A mainstream ending is what most writers choose. In other words, the hero saves the day, defeats the villain and gets the girl, or something very similar. In other words, by the end, all is well with the world and the characters, the antagonist is no more and everything will be fine. This is the nearest thing to the ‘happy ever after’ ending, but real life isn’t actually like that. If you choose this type of ending, it’s worth bearing in mind the following:
Open to Interpretation Ending
Endings can sometimes be ambiguous or deliberately inconclusive. They’re constructed that way so that the reader can draw their own conclusions about what happens or is likely to happen beyond the words ‘The End’. But they still need to be satisfactory to the reader, even if you don’t give them all the answers. These open-ended conclusions generally raise more questions, but in doing so the reader will think about the story and come up their own answers.
These types of ending usually indicate there are sequels, trilogies or they are part of a series of books, and that the story will continue until they are finally concluded.
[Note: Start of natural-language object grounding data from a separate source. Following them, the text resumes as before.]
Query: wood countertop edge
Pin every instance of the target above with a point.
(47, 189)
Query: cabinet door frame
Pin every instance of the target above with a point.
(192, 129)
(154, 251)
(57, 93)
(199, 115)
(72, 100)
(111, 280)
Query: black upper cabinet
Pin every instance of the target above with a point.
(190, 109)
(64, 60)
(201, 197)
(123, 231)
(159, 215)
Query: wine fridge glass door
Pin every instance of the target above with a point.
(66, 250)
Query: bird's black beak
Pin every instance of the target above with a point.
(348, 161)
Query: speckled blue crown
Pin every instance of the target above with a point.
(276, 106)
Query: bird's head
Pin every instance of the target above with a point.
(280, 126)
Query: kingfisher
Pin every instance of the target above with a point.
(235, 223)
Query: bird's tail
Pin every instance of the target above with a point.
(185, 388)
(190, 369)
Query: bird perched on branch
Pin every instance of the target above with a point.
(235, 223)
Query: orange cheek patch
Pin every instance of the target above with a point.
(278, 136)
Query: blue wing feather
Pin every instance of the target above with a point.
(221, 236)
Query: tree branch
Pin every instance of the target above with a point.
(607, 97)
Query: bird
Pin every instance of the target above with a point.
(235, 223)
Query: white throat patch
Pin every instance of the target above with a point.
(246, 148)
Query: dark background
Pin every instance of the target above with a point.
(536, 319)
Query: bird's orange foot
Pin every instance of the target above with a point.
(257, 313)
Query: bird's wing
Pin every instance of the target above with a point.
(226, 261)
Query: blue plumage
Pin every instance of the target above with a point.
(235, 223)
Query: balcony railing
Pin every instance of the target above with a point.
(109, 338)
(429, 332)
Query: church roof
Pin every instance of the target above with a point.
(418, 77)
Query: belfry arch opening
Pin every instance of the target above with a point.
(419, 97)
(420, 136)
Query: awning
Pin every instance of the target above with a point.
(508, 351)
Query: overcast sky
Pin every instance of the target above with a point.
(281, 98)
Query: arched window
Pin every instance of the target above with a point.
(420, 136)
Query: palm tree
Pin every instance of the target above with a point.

Does ‘The End’ mean the end? Not necessarily. After an ending, there tends to be the resolution. The job of the resolution is to show what has happened to the characters since the climax. It also helps to smooth out the plot and wrap up everything so that the reader can close the book feeling content that the ending is A) the right one B) logical and C) plausible and satisfactory.
Do you have to include a resolution? Not if you don’t want to. Plenty of writers choose not to. When the climax is done, the story is done and there is no need to go any further. Again, it depends on the story and the characters. That decision is entirely up to the author.
Endings - What Not to Do
There are some things to keep in mind with endings so that they work rather than fail. The following are common errors found with endings:
Don't introduce deus ex machina. In other words, don’t have an unexpected power or event or unknown person swoop in and save the day and everything is rosy. This is a sham and the reader will not thank you for it.
Don’t milk your resolution. After an exciting climax, don’t then spend three or four pages of boring exposition explaining everything to the reader. The end should mean The End.
Don’t overcomplicate it. Writers go overboard sometimes as they try to wrap up all the multiple sub plots and threads, and it becomes a jumbled mess that makes no sense. Keep the ending simple.
A great ending for any novel should make sure it makes sense, is plausible to the reader and is, above all, is the most satisfactory ending for the story. Not every story is a happy ending. But whatever it is, it needs to be right.